A proof theoretic analysis of intruder theories

We consider the problem of intruder deduction in security protocol analysis: that is, deciding whether a given message $M$ can be deduced from a set of messages $\Gamma$ under the theory of blind signatures and arbitrary convergent equational theories modulo associativity and commutativity (AC) of certain binary operators. The traditional formulations of intruder deduction are usually given in natural-deduction-like systems and proving decidability requires significant effort in showing that the rules are “local” in some sense. By using the well-known translation between natural deduction and sequent calculus, we recast the intruder deduction problem as proof search in sequent calculus, in which locality is immediate. Using standard proof theoretic methods, such as permutability of rules and cut elimination, we show that the intruder deduction problem can be reduced, in polynomial time, to the elementary deduction problems, which amounts to solving certain equations in the underlying individual equational theories. We further show that this result extends to combinations of disjoint AC-convergent theories whereby the decidability of intruder deduction under the combined theory reduces to the decidability of elementary deduction in each constituent theory. Although various researchers have reported similar results for individual cases, our work shows that these results can be obtained using a systematic and uniform methodology based on the sequent calculus.

💡 Research Summary

The paper addresses the intruder deduction problem that lies at the heart of security protocol analysis: given a set of messages Γ and a target message M, decide whether M can be constructed from Γ under a theory that combines blind signatures with arbitrary convergent equational theories modulo associativity and commutativity (AC) of certain binary operators. Traditional treatments formulate intruder capabilities in a natural‑deduction style system. Proving decidability for such systems is cumbersome because one must establish a “locality” property: during proof search only subterms of Γ and M need to be considered. Moreover, the presence of algebraic operators (e.g., XOR, group operations) complicates the search.

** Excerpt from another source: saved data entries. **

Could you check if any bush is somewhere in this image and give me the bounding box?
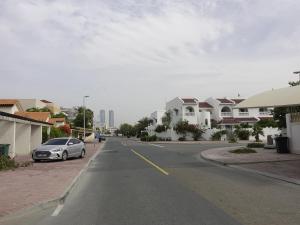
[0,155,17,171]
[155,125,167,133]
[230,148,257,154]
[211,130,227,141]
[178,137,186,141]
[247,142,265,148]
[228,133,237,143]
[236,129,250,140]
[140,135,157,142]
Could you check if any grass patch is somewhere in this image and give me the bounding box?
[0,155,18,171]
[230,148,257,154]
[247,142,265,148]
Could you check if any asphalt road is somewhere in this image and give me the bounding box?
[2,137,300,225]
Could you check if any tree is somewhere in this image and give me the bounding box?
[162,111,172,128]
[234,125,250,140]
[73,107,94,128]
[174,120,204,141]
[134,117,152,137]
[26,107,51,112]
[251,124,264,142]
[119,123,135,137]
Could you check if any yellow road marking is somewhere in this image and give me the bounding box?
[131,149,169,176]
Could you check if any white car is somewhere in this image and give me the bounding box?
[32,137,85,162]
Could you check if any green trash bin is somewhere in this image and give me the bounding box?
[0,144,10,156]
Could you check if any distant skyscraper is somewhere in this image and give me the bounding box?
[109,110,114,128]
[100,110,106,127]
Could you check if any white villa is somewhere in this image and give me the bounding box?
[205,97,273,129]
[166,97,211,129]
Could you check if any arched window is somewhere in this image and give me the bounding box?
[185,106,195,116]
[221,106,231,112]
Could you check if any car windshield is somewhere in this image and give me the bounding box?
[44,139,68,145]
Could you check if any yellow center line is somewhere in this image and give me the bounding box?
[130,149,169,176]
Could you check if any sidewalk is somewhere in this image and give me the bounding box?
[201,147,300,184]
[0,143,102,218]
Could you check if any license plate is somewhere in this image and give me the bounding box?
[38,154,47,157]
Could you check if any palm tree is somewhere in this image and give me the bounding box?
[252,124,264,142]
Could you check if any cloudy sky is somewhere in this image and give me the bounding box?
[1,0,300,125]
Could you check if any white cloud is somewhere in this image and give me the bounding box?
[1,0,300,125]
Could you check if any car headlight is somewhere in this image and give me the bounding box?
[52,148,63,152]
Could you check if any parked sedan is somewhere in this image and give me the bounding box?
[32,137,85,162]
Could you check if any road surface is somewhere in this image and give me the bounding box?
[2,137,300,225]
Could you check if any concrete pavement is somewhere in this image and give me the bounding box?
[1,138,300,225]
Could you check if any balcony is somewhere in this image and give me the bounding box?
[259,111,271,116]
[185,112,195,116]
[221,112,232,117]
[239,112,249,116]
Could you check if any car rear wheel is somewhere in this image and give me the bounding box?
[79,149,85,158]
[62,151,68,161]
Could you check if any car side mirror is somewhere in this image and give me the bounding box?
[68,142,74,146]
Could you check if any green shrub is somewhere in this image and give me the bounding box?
[230,148,257,154]
[178,137,186,141]
[228,133,237,143]
[155,125,167,133]
[0,156,17,171]
[237,129,250,140]
[247,142,265,148]
[140,135,157,142]
[211,130,227,141]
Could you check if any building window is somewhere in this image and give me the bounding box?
[174,108,179,116]
[205,119,208,126]
[185,106,195,116]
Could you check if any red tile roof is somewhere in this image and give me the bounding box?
[40,99,52,103]
[217,98,234,104]
[231,99,245,104]
[181,98,197,104]
[219,117,258,124]
[49,117,65,124]
[0,99,19,106]
[15,112,51,123]
[198,102,213,108]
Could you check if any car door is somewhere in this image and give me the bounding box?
[67,139,77,157]
[74,139,82,156]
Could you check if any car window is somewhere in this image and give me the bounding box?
[44,139,68,145]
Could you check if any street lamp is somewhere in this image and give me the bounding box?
[83,95,90,140]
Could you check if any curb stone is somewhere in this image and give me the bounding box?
[199,147,300,186]
[0,142,105,222]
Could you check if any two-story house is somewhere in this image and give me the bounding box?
[166,97,211,128]
[206,97,273,129]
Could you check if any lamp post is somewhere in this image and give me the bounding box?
[83,95,90,140]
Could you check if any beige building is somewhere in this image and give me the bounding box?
[0,99,23,114]
[0,111,52,158]
[18,99,61,114]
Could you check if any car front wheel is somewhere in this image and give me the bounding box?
[62,151,68,161]
[79,149,85,158]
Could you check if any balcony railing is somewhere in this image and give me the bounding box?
[185,112,195,116]
[291,112,300,123]
[239,112,249,116]
[259,111,271,116]
[221,112,232,117]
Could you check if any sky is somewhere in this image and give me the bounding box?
[1,0,300,126]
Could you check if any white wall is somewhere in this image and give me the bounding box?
[0,120,16,158]
[31,125,42,151]
[166,98,184,127]
[198,111,211,128]
[15,123,31,156]
[286,114,300,154]
[150,110,166,126]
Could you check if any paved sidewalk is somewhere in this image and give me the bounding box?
[0,143,101,218]
[201,147,300,164]
[201,146,300,184]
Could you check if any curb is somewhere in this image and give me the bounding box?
[58,142,105,203]
[199,147,300,186]
[0,142,105,222]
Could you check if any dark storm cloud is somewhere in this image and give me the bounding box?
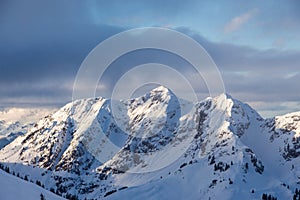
[0,0,125,83]
[1,24,300,109]
[0,0,124,105]
[0,25,123,82]
[0,26,299,100]
[0,24,123,105]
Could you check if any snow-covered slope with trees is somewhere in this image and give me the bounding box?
[0,86,299,200]
[0,169,65,200]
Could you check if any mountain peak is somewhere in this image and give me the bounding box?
[151,85,170,92]
[212,92,233,101]
[148,85,173,97]
[133,85,177,105]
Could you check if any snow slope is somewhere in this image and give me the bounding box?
[0,169,65,200]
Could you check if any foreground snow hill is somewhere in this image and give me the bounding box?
[0,86,299,200]
[0,169,65,200]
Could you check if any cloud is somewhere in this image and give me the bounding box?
[0,0,299,118]
[91,27,300,118]
[224,8,259,33]
[246,101,300,118]
[1,24,300,118]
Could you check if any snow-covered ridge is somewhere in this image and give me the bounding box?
[0,86,299,200]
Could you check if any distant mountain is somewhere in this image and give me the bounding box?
[0,121,29,149]
[0,107,56,149]
[0,86,299,200]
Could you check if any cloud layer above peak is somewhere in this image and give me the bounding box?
[0,1,299,118]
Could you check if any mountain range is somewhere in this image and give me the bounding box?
[0,86,299,200]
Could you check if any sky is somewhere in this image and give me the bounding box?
[0,0,299,118]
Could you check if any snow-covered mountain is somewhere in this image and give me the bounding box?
[0,121,29,149]
[0,86,299,200]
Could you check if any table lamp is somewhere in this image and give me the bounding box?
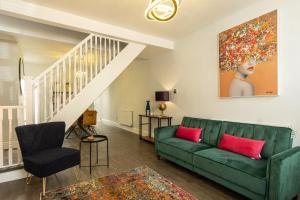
[155,91,169,116]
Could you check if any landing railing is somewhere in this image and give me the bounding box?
[0,106,26,169]
[32,34,127,123]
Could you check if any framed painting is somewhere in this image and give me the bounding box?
[219,10,278,97]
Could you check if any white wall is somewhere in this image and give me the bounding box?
[94,59,163,133]
[0,39,20,105]
[95,0,300,145]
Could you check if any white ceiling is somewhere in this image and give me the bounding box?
[0,32,76,79]
[24,0,261,40]
[0,0,263,78]
[0,15,87,77]
[17,35,74,65]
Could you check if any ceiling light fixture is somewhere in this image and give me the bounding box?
[145,0,182,22]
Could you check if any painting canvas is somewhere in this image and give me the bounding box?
[219,10,278,97]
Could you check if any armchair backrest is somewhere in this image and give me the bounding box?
[15,122,66,157]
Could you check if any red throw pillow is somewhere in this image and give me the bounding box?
[175,126,202,143]
[218,133,265,160]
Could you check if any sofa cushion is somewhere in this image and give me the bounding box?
[157,137,211,164]
[219,121,292,159]
[201,120,222,146]
[218,133,265,160]
[175,126,202,143]
[193,148,267,195]
[181,117,222,147]
[182,117,208,128]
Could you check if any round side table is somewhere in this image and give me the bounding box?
[79,135,109,174]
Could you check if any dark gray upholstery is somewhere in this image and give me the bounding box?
[15,122,80,178]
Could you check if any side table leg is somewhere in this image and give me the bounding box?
[149,117,152,138]
[79,142,81,168]
[157,155,161,160]
[89,143,92,175]
[107,139,109,168]
[96,143,99,164]
[139,116,142,139]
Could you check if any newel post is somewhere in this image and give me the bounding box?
[21,76,34,125]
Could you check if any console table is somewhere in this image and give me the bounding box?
[139,114,172,143]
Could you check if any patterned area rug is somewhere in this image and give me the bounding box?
[42,166,197,200]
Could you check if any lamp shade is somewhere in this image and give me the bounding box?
[155,91,169,101]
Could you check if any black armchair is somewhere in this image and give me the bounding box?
[15,122,80,196]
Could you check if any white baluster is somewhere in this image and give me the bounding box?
[94,36,96,76]
[74,51,77,95]
[53,72,56,114]
[63,60,66,106]
[90,37,93,80]
[95,36,98,74]
[99,37,102,72]
[104,38,107,68]
[53,71,56,113]
[44,76,47,122]
[8,108,13,165]
[0,109,3,167]
[68,56,71,101]
[56,66,59,112]
[79,46,83,90]
[85,42,88,85]
[34,84,40,123]
[109,39,111,63]
[113,40,116,58]
[117,40,120,54]
[50,70,53,118]
[59,65,62,109]
[16,107,23,164]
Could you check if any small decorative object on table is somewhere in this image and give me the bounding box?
[87,135,94,141]
[145,100,151,116]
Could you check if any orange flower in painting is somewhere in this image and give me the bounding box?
[219,11,277,72]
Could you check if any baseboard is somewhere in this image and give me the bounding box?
[0,168,27,183]
[100,119,148,135]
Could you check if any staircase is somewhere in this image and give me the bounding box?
[32,33,145,129]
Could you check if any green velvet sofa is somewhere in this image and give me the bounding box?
[154,117,300,200]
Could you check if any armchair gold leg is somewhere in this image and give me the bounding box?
[42,177,46,196]
[26,172,32,185]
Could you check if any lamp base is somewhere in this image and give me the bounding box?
[158,102,167,116]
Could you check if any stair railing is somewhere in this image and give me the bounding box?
[32,34,127,123]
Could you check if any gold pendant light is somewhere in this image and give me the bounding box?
[145,0,182,22]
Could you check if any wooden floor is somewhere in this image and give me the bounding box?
[0,124,248,200]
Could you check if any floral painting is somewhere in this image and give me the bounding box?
[219,10,278,97]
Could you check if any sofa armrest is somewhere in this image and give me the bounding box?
[154,125,179,141]
[268,146,300,200]
[154,125,179,154]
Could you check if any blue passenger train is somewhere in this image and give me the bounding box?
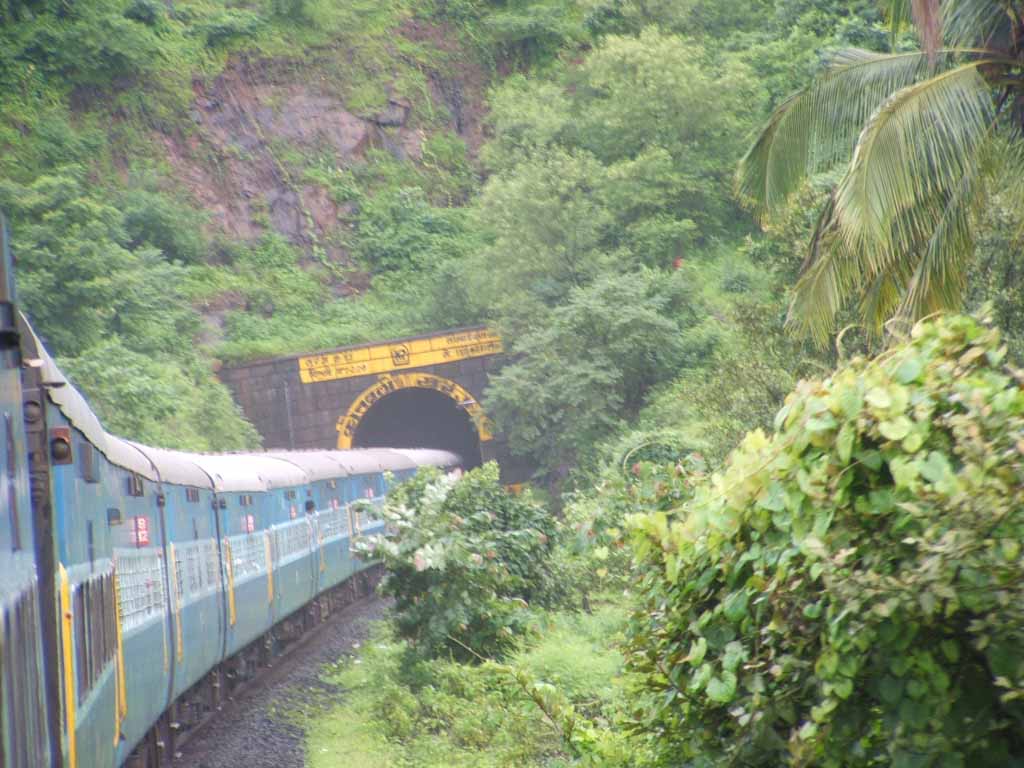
[0,214,460,767]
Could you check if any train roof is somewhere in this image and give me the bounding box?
[125,441,215,490]
[176,453,309,492]
[391,448,460,468]
[21,322,158,480]
[265,451,349,482]
[325,448,414,475]
[267,448,460,481]
[18,315,462,491]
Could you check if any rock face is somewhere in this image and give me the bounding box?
[159,28,486,273]
[163,58,381,262]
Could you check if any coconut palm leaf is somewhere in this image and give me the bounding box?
[786,62,999,340]
[897,147,990,320]
[831,61,994,262]
[785,197,866,345]
[745,0,1024,345]
[945,0,1013,49]
[737,49,967,217]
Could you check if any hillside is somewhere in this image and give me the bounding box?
[0,0,517,447]
[5,0,1019,479]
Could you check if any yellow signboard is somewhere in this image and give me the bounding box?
[298,328,503,384]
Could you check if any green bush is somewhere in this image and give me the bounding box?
[355,463,560,660]
[625,314,1024,767]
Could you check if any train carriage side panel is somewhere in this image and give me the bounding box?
[126,443,224,706]
[45,411,160,768]
[0,212,54,768]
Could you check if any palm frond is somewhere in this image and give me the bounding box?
[785,197,866,346]
[897,164,982,320]
[887,0,912,50]
[789,64,1002,342]
[859,266,914,335]
[737,49,966,218]
[831,61,995,265]
[945,0,1012,49]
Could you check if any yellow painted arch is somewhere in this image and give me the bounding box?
[336,372,493,450]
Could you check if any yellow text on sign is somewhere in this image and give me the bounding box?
[298,328,502,384]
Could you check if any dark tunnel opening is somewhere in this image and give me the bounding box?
[351,387,483,469]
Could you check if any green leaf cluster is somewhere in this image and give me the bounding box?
[0,166,260,450]
[484,268,705,469]
[355,463,561,660]
[625,313,1024,766]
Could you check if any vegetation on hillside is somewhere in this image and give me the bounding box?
[289,5,1024,768]
[8,0,1022,763]
[322,311,1024,767]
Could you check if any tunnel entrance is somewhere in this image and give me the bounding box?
[351,387,483,469]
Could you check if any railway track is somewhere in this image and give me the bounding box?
[133,568,383,768]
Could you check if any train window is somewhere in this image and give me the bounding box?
[285,489,297,500]
[327,479,337,489]
[126,473,144,497]
[239,494,253,507]
[185,487,200,503]
[107,507,123,526]
[73,573,118,704]
[79,442,99,484]
[4,412,20,551]
[3,584,50,767]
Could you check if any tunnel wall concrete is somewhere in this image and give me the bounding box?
[217,328,533,483]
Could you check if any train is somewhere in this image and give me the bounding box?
[0,212,461,768]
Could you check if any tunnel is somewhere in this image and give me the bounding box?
[350,387,483,469]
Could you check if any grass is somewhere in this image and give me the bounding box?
[304,603,628,768]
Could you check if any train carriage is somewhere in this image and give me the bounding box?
[0,212,55,768]
[0,209,462,768]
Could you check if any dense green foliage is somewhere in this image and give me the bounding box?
[355,463,560,660]
[739,0,1024,342]
[7,1,1024,766]
[0,166,260,448]
[626,314,1024,766]
[486,268,705,467]
[308,606,627,768]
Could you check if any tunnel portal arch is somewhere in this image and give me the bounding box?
[335,373,492,468]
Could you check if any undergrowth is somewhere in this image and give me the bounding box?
[307,604,627,768]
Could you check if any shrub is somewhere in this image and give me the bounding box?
[355,463,560,660]
[625,314,1024,767]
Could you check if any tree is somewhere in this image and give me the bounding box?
[484,268,704,470]
[737,0,1024,344]
[354,463,559,661]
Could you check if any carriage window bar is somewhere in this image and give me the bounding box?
[185,487,200,503]
[239,494,254,507]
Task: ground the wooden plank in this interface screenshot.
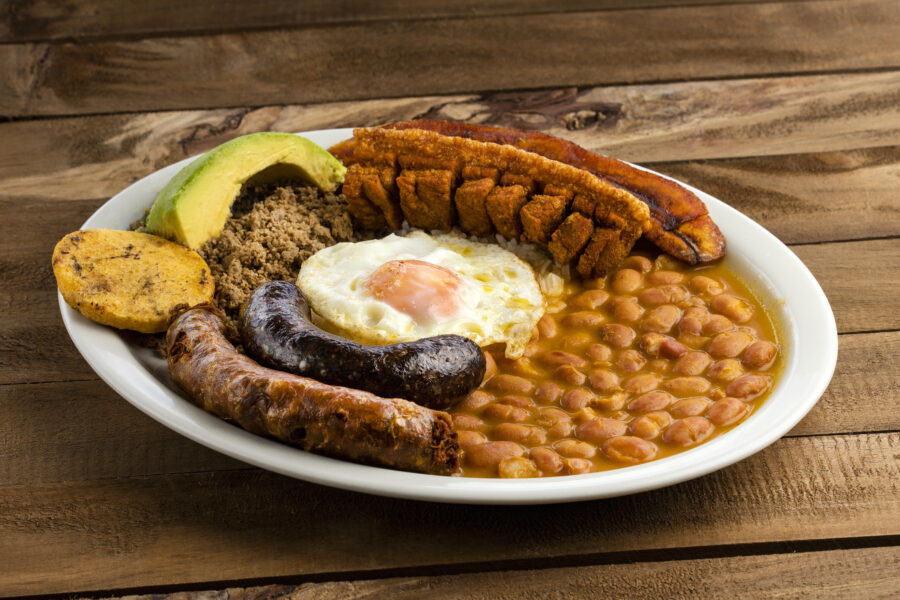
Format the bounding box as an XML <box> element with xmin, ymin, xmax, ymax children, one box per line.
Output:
<box><xmin>2</xmin><ymin>1</ymin><xmax>899</xmax><ymax>117</ymax></box>
<box><xmin>1</xmin><ymin>70</ymin><xmax>899</xmax><ymax>201</ymax></box>
<box><xmin>653</xmin><ymin>146</ymin><xmax>900</xmax><ymax>244</ymax></box>
<box><xmin>1</xmin><ymin>330</ymin><xmax>894</xmax><ymax>487</ymax></box>
<box><xmin>794</xmin><ymin>238</ymin><xmax>900</xmax><ymax>334</ymax></box>
<box><xmin>1</xmin><ymin>432</ymin><xmax>897</xmax><ymax>596</ymax></box>
<box><xmin>101</xmin><ymin>546</ymin><xmax>900</xmax><ymax>600</ymax></box>
<box><xmin>0</xmin><ymin>1</ymin><xmax>799</xmax><ymax>44</ymax></box>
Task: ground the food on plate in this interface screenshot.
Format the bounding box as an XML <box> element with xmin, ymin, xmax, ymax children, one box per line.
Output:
<box><xmin>146</xmin><ymin>132</ymin><xmax>346</xmax><ymax>249</ymax></box>
<box><xmin>453</xmin><ymin>254</ymin><xmax>780</xmax><ymax>477</ymax></box>
<box><xmin>197</xmin><ymin>182</ymin><xmax>360</xmax><ymax>329</ymax></box>
<box><xmin>240</xmin><ymin>281</ymin><xmax>485</xmax><ymax>409</ymax></box>
<box><xmin>330</xmin><ymin>120</ymin><xmax>725</xmax><ymax>264</ymax></box>
<box><xmin>335</xmin><ymin>126</ymin><xmax>653</xmax><ymax>278</ymax></box>
<box><xmin>52</xmin><ymin>229</ymin><xmax>214</xmax><ymax>333</ymax></box>
<box><xmin>168</xmin><ymin>305</ymin><xmax>460</xmax><ymax>475</ymax></box>
<box><xmin>296</xmin><ymin>231</ymin><xmax>548</xmax><ymax>358</ymax></box>
<box><xmin>57</xmin><ymin>121</ymin><xmax>781</xmax><ymax>479</ymax></box>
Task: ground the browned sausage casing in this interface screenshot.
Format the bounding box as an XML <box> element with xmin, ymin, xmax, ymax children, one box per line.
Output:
<box><xmin>167</xmin><ymin>305</ymin><xmax>460</xmax><ymax>475</ymax></box>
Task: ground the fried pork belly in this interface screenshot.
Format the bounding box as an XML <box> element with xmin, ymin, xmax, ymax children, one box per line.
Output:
<box><xmin>330</xmin><ymin>121</ymin><xmax>725</xmax><ymax>264</ymax></box>
<box><xmin>338</xmin><ymin>127</ymin><xmax>652</xmax><ymax>277</ymax></box>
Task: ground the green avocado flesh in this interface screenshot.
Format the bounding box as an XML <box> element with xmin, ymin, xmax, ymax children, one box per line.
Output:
<box><xmin>145</xmin><ymin>132</ymin><xmax>346</xmax><ymax>249</ymax></box>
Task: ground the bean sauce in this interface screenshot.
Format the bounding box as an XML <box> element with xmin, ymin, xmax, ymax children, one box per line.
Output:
<box><xmin>456</xmin><ymin>251</ymin><xmax>782</xmax><ymax>478</ymax></box>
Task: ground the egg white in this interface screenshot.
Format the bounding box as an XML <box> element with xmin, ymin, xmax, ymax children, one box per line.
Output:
<box><xmin>296</xmin><ymin>231</ymin><xmax>545</xmax><ymax>358</ymax></box>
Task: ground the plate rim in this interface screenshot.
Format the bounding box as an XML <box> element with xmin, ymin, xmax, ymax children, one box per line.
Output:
<box><xmin>58</xmin><ymin>127</ymin><xmax>838</xmax><ymax>504</ymax></box>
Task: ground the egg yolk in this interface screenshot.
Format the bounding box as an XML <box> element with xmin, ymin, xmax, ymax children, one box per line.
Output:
<box><xmin>364</xmin><ymin>259</ymin><xmax>466</xmax><ymax>323</ymax></box>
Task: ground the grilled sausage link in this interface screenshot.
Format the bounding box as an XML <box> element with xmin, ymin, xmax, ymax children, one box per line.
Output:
<box><xmin>239</xmin><ymin>280</ymin><xmax>485</xmax><ymax>409</ymax></box>
<box><xmin>167</xmin><ymin>305</ymin><xmax>460</xmax><ymax>475</ymax></box>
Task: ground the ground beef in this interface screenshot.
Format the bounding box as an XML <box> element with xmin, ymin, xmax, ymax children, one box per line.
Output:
<box><xmin>198</xmin><ymin>183</ymin><xmax>364</xmax><ymax>329</ymax></box>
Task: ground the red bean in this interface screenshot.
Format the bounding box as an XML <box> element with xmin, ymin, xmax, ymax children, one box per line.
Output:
<box><xmin>707</xmin><ymin>397</ymin><xmax>750</xmax><ymax>426</ymax></box>
<box><xmin>669</xmin><ymin>397</ymin><xmax>711</xmax><ymax>418</ymax></box>
<box><xmin>465</xmin><ymin>441</ymin><xmax>525</xmax><ymax>469</ymax></box>
<box><xmin>590</xmin><ymin>392</ymin><xmax>627</xmax><ymax>412</ymax></box>
<box><xmin>538</xmin><ymin>407</ymin><xmax>574</xmax><ymax>438</ymax></box>
<box><xmin>486</xmin><ymin>374</ymin><xmax>535</xmax><ymax>395</ymax></box>
<box><xmin>616</xmin><ymin>350</ymin><xmax>647</xmax><ymax>372</ymax></box>
<box><xmin>710</xmin><ymin>294</ymin><xmax>754</xmax><ymax>323</ymax></box>
<box><xmin>599</xmin><ymin>323</ymin><xmax>636</xmax><ymax>348</ymax></box>
<box><xmin>611</xmin><ymin>268</ymin><xmax>643</xmax><ymax>294</ymax></box>
<box><xmin>690</xmin><ymin>275</ymin><xmax>724</xmax><ymax>296</ymax></box>
<box><xmin>679</xmin><ymin>315</ymin><xmax>705</xmax><ymax>336</ymax></box>
<box><xmin>708</xmin><ymin>358</ymin><xmax>744</xmax><ymax>382</ymax></box>
<box><xmin>562</xmin><ymin>311</ymin><xmax>606</xmax><ymax>329</ymax></box>
<box><xmin>742</xmin><ymin>341</ymin><xmax>778</xmax><ymax>369</ymax></box>
<box><xmin>530</xmin><ymin>447</ymin><xmax>564</xmax><ymax>474</ymax></box>
<box><xmin>560</xmin><ymin>388</ymin><xmax>594</xmax><ymax>410</ymax></box>
<box><xmin>662</xmin><ymin>417</ymin><xmax>714</xmax><ymax>447</ymax></box>
<box><xmin>726</xmin><ymin>374</ymin><xmax>769</xmax><ymax>399</ymax></box>
<box><xmin>613</xmin><ymin>298</ymin><xmax>645</xmax><ymax>323</ymax></box>
<box><xmin>554</xmin><ymin>364</ymin><xmax>587</xmax><ymax>386</ymax></box>
<box><xmin>647</xmin><ymin>270</ymin><xmax>685</xmax><ymax>285</ymax></box>
<box><xmin>623</xmin><ymin>373</ymin><xmax>661</xmax><ymax>394</ymax></box>
<box><xmin>673</xmin><ymin>351</ymin><xmax>711</xmax><ymax>376</ymax></box>
<box><xmin>642</xmin><ymin>305</ymin><xmax>682</xmax><ymax>333</ymax></box>
<box><xmin>483</xmin><ymin>403</ymin><xmax>531</xmax><ymax>423</ymax></box>
<box><xmin>628</xmin><ymin>411</ymin><xmax>673</xmax><ymax>440</ymax></box>
<box><xmin>640</xmin><ymin>332</ymin><xmax>666</xmax><ymax>356</ymax></box>
<box><xmin>555</xmin><ymin>439</ymin><xmax>597</xmax><ymax>459</ymax></box>
<box><xmin>570</xmin><ymin>289</ymin><xmax>610</xmax><ymax>310</ymax></box>
<box><xmin>707</xmin><ymin>330</ymin><xmax>754</xmax><ymax>358</ymax></box>
<box><xmin>660</xmin><ymin>339</ymin><xmax>689</xmax><ymax>359</ymax></box>
<box><xmin>627</xmin><ymin>390</ymin><xmax>675</xmax><ymax>412</ymax></box>
<box><xmin>702</xmin><ymin>314</ymin><xmax>734</xmax><ymax>336</ymax></box>
<box><xmin>537</xmin><ymin>314</ymin><xmax>559</xmax><ymax>338</ymax></box>
<box><xmin>481</xmin><ymin>351</ymin><xmax>498</xmax><ymax>383</ymax></box>
<box><xmin>586</xmin><ymin>343</ymin><xmax>612</xmax><ymax>362</ymax></box>
<box><xmin>540</xmin><ymin>350</ymin><xmax>587</xmax><ymax>368</ymax></box>
<box><xmin>452</xmin><ymin>413</ymin><xmax>486</xmax><ymax>430</ymax></box>
<box><xmin>588</xmin><ymin>368</ymin><xmax>620</xmax><ymax>392</ymax></box>
<box><xmin>621</xmin><ymin>255</ymin><xmax>652</xmax><ymax>273</ymax></box>
<box><xmin>534</xmin><ymin>381</ymin><xmax>564</xmax><ymax>404</ymax></box>
<box><xmin>457</xmin><ymin>430</ymin><xmax>486</xmax><ymax>450</ymax></box>
<box><xmin>457</xmin><ymin>390</ymin><xmax>495</xmax><ymax>412</ymax></box>
<box><xmin>493</xmin><ymin>423</ymin><xmax>548</xmax><ymax>445</ymax></box>
<box><xmin>664</xmin><ymin>376</ymin><xmax>711</xmax><ymax>397</ymax></box>
<box><xmin>498</xmin><ymin>456</ymin><xmax>540</xmax><ymax>478</ymax></box>
<box><xmin>560</xmin><ymin>332</ymin><xmax>593</xmax><ymax>351</ymax></box>
<box><xmin>563</xmin><ymin>458</ymin><xmax>593</xmax><ymax>474</ymax></box>
<box><xmin>577</xmin><ymin>418</ymin><xmax>628</xmax><ymax>443</ymax></box>
<box><xmin>496</xmin><ymin>395</ymin><xmax>536</xmax><ymax>408</ymax></box>
<box><xmin>603</xmin><ymin>436</ymin><xmax>658</xmax><ymax>463</ymax></box>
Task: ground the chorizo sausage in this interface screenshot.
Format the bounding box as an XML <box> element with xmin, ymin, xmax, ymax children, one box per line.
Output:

The authors propose a different viewpoint: translate the natural‑deduction system N into a sequent calculus S, exploiting the well‑known correspondence between introduction rules (right‑hand side) and elimination rules (left‑hand side). In S, locality is immediate because every rule satisfies the subformula property. The sequent system contains left‑introduction rules for public‑key encryption, symmetric encryption, signing, and blind signing, as well as right‑introduction rules for the same constructors. An additional rule gs (analytic cut) is introduced to handle terms built from the equational theory E, since the natural‑deduction system lacks introduction rules for symbols belonging to E. The rule gs allows the abstraction of a subterm A that appears as a guarded subterm of the antecedent or the conclusion, effectively simulating a cut without violating the subformula property.

The core technical contribution is a cut‑elimination theorem for S. Using variable abstraction techniques and properties of AC‑compatible rewrite systems, the authors show that any proof containing a cut can be transformed into a cut‑free proof whose size grows only polynomially. This result yields two important consequences.

First, any intruder deduction problem under a single AC‑convergent theory E can be reduced in polynomial time to an “elementary deduction” problem: given Γ and M, normalize all terms modulo the rewrite rules of E (including AC for ⊕) and then check equality modulo E. Since elementary deduction for many concrete theories (XOR, Abelian groups, monoidal theories) is already known to be decidable in polynomial time, the intruder deduction problem inherits this complexity.

Second, the authors extend the reduction to the combination of several disjoint AC‑convergent theories E₁,…,Eₙ. By constructing a combined sequent system that treats each theory independently on the left‑hand side, they prove that the overall intruder deduction problem reduces to the elementary deduction problems for each constituent theory, again in polynomial time. Consequently, decidability of elementary deduction for each Eᵢ implies decidability of the combined intruder deduction problem.

The paper also discusses concrete examples: theories for exclusive‑or, Abelian groups, and more general monoidal structures all fall within the considered class. The authors note that while similar decidability results have appeared in the literature for individual theories, their contribution is methodological: they provide a uniform proof‑theoretic framework based on sequent calculus, cut elimination, and rule permutability, which automatically yields locality and polynomial‑time reductions without ad‑hoc arguments.

Finally, the work is limited to passive intruders (who only collect and combine messages). The authors outline future work to extend the approach to active intruders, where the intruder can also influence the protocol execution. Nonetheless, the current results already demonstrate that sequent‑calculus techniques, long used in proof theory, can be fruitfully applied to security protocol analysis, offering a clean, systematic, and extensible method for establishing decidability of intruder deduction across a wide range of algebraic theories.